When the distance to the decision boundary is zero, uncertainty is high, making a probability of 0.5 appropriate.
As we move away from the decision boundary, confidence increases, warranting higher or lower probabilities accordingly.

Logistic function

An S-shaped curve, such as the standard logistic function (aka sigmoid), is termed a squashing function because it maps a wide input domain to a constrained output range.

\[ \sigma(t) = \frac{1}{1+e^{-t}} \]

Logistic (Logit) Regression

Analogous to linear regression, logistic regression computes a weighted sum of the input features, expressed as: \[ \theta_0 + \theta_1 x_i^{(1)} + \theta_2 x_i^{(2)} + \ldots + \theta_D x_i^{(D)} \]
However, using the sigmoid function limits its output to the range \((0,1)\): \[ \sigma(\theta_0 + \theta_1 x_i^{(1)} + \theta_2 x_i^{(2)} + \ldots + \theta_D x_i^{(D)}) \]

Logistic regression

The Logistic Regression model, in its vectorized form, is defined as:

\[ h_\theta(x_i) = \sigma(\theta x_i) = \frac{1}{1+e^{- \theta x_i}} \]

Logistic regression (two attributes)

\[ h_\theta(x_i) = \sigma(\theta x_i) \]

In logistic regression, the probability of correctly classifying an example increases as its distance from the decision boundary increases.
This principle holds for both positive and negative classes.
An example lying on the decision boundary has a 50% probability of belonging to either class.

Logistic regression

The Logistic Regression model, in its vectorized form, is defined as:

\[ h_\theta(x_i) = \sigma(\theta x_i) = \frac{1}{1+e^{- \theta x_i}} \]
Predictions are made as follows:
- \(y_i = 0\), if \(h_\theta(x_i) < 0.5\)
- \(y_i = 1\), if \(h_\theta(x_i) \geq 0.5\)

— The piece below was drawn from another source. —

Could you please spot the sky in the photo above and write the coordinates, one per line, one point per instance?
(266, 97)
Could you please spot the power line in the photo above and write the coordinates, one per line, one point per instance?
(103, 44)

The values of \(\theta\) are learned using gradient descent.

One-vs-All

One-vs-All classifier (complete)

from sklearn.model_selection import train_test_split
from sklearn.preprocessing import label_binarize

# Load the Iris dataset
iris = load_iris()
X, y = iris.data, iris.target

# Binarize the output
y_bin = label_binarize(y, classes=[0, 1, 2])

# Split the dataset into training and testing sets
X_train, X_test, y_train, y_test = train_test_split(X, y_bin, test_size=0.2, random_state=42)

One-vs-All classifier (complete)

# Train a One-vs-All classifier for each class

classifiers = []
for i in range(3):
    clf = LogisticRegression()
    clf.fit(X_train, y_train[:, i])
    classifiers.append(clf)

One-vs-All classifier (complete)

# Predict on a new sample
new_sample = X_test[0].reshape(1, -1)
confidences = [clf.decision_function(new_sample) for clf in classifiers]

# Final assignment
final_class = np.argmax(confidences)

# Printing the result
print(f"Final class assigned: {iris.target_names[final_class]}")
print(f"True class: {iris.target_names[np.argmax(y_test[0])]}")

Final class assigned: versicolor
True class: versicolor

`label_binarized`

from sklearn.preprocessing import label_binarize

# Original class labels
y_train = np.array([0, 1, 2, 0, 1, 2, 1, 0])

# Binarize the labels
y_train_binarized = label_binarize(y_train, classes=[0, 1, 2])

# Assume y_train_binarized contains the binarized labels
print("Binarized labels:\n", y_train_binarized)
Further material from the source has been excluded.